駒ケ根市駒ケ根高原の光前寺周辺で、野生のニホンザルの出没が相次いでいる。10年ほど前から頻繁に現れるようになったが、「今年は特にひどい」(地元関係者)。人的被害こそ確認されていないものの、不用意に近づくと激しく威嚇してくることも。夏の観光シーズンを前に、住民や観光業者からは「何かのきっかけで人に危害を加えかねない」と懸念する声も上がっている。
■人間より堂々やりたい放題
大型連休が終わった5月中旬の光前寺。雨上がりの午後、仁王門前の道路を10匹ほどのサルの群れが悠然と横断していく。すぐ近くに人間がいてもまるで気にしない様子だ。群れは脇道に入り、やがて草むらへ消えた。「人間より堂々としている。ここで一番偉いのはサルだね」。歩道の草むしりをしながら一部始終を見ていた近所の女性が苦笑混じりにつぶやいた。
その数十分後。光前寺の竹やぶから何匹かのサルが顔を出し、タケノコの皮を口にくわえて道路を横切った。有刺鉄線を巻いてある雨どいも難なく登って建物の2階に移動し、ベランダからベランダへ。道端に座り込み夢中で草を食べる1匹に近寄ると、親とみられる別の1匹が走り寄り「シャーッ」と威嚇してきた。
同寺の吉澤道人住職(76)と道信副住職(46)によると、今年は頻繁に出没し、特に桜が開花した頃からほぼ毎日現れている。寺でも花を食べられたり枝を折られたりしたほか、庫裏の天井裏に入って暴れたり、仏前の花を縁側まで持ち出して散らかしたりとやりたい放題。爆竹で追い払おうとしたが、あまり効果はなく、サルが現れると、境内に放送を流して参拝者に注意を促しているという。
■有効な対策を協議する場を
県が策定した第二種特定鳥獣管理計画(第5期ニホンザル管理)によると、群れの加害レベル5段階のうち駒ケ根市は「3」と判定され、群れのサイズを30頭程度まで縮小させる「部分捕獲」の方針が示されている。組織的な追い払いや電気柵の設置なども実施するとされている。

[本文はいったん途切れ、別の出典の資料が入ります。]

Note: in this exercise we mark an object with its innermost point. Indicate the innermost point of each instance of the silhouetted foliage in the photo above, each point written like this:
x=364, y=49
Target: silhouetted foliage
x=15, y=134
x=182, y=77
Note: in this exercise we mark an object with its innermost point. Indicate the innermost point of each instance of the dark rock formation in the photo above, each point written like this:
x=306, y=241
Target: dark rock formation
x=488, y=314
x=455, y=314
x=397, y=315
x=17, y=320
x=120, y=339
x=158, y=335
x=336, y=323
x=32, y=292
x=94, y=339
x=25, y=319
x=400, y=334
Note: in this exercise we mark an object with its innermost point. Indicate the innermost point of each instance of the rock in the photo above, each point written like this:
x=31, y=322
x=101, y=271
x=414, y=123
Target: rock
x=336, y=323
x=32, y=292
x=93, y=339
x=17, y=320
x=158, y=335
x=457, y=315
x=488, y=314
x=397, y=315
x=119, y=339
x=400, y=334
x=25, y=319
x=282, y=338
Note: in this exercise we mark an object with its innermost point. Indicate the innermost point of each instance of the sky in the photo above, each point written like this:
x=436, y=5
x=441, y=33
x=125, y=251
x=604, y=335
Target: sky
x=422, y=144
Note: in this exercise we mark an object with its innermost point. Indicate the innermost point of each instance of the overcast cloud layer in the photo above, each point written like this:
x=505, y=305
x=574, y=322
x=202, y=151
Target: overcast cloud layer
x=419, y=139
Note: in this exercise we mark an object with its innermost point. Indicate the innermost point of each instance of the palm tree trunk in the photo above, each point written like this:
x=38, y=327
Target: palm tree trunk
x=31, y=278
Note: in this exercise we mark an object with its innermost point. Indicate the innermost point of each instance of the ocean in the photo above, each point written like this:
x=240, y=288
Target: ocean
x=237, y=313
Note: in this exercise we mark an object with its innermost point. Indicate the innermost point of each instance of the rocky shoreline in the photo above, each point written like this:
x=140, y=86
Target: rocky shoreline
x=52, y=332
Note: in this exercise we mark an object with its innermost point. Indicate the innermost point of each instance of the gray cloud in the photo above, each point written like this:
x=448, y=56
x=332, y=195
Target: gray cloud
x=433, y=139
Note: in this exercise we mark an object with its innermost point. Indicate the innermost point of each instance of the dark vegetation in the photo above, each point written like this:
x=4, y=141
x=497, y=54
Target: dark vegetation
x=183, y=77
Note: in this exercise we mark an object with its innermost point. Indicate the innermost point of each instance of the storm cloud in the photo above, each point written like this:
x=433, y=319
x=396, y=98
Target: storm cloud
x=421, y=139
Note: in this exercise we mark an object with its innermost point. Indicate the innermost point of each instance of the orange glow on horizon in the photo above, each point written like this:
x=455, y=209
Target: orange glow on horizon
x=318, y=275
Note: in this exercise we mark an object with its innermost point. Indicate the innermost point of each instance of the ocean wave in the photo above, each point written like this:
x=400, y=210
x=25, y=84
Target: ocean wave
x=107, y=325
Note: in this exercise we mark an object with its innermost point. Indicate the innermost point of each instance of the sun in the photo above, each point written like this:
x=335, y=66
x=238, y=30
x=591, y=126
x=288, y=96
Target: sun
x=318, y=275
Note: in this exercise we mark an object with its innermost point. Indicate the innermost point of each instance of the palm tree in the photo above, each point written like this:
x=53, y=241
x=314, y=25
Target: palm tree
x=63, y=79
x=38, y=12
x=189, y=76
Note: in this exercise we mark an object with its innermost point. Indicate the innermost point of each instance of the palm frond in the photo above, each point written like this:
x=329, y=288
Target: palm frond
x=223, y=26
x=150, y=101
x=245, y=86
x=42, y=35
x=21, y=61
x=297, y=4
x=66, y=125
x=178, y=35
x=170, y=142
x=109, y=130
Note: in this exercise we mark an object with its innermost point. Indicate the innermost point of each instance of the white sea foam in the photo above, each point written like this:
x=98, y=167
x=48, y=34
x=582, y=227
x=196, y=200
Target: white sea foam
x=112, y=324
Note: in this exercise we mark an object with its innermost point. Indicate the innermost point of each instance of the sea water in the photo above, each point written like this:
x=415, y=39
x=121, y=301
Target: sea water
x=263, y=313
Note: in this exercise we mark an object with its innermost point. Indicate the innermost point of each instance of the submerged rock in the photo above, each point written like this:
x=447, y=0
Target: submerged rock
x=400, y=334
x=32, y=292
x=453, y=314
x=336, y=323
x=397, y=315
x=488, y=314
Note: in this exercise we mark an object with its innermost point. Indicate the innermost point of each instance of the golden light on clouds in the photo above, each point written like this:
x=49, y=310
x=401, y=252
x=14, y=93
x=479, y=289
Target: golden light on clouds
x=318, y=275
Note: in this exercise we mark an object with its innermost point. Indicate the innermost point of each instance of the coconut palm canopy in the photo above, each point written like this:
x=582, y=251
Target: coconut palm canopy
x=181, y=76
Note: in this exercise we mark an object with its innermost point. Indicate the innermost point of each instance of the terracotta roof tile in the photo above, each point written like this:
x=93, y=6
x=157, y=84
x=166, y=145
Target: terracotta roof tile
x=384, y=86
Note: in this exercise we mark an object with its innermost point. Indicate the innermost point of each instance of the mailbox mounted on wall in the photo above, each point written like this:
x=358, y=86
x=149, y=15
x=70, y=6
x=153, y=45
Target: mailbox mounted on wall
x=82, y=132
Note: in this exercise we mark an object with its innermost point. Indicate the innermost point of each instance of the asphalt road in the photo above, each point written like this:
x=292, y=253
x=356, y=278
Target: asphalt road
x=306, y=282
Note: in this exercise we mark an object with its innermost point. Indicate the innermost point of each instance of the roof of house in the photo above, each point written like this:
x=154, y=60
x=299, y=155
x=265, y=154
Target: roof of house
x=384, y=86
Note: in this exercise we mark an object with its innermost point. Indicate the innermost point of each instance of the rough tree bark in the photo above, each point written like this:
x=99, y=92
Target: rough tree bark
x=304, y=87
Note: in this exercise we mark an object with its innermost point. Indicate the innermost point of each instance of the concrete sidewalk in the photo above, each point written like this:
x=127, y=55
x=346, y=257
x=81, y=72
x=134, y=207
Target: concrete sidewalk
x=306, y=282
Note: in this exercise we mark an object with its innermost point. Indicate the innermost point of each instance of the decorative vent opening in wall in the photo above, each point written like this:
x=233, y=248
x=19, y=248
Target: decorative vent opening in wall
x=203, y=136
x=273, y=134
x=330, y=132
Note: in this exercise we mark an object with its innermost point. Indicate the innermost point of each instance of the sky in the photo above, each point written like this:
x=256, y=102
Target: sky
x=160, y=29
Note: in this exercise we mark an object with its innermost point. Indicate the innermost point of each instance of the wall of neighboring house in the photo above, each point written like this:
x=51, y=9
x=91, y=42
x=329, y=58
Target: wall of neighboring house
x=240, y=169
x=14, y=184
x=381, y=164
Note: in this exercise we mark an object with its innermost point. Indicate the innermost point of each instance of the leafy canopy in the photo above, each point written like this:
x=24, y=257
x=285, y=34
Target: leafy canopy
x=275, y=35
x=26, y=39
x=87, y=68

光前寺の向かいにある旅館「和みの湯宿 なかやま」を経営する中山茂房さん(59)は「人なれしたサルは賢く、人間の”本気度”を見て行動している」と指摘。「餌付けなどでさらに人なれが進めば、人間に危害を加えるサルが出かねない。そうなれば観光地にとって大きな痛手だ」と危機感を募らせる。
市農林課によると、サルについての調査は行っておらず、実態ははっきりしない。同寺の吉澤住職は「個々で対処していくのは無理だろう。観光、農業、行政など関係する全ての人々が有効な対策を協議する場を設けられないか」と話す。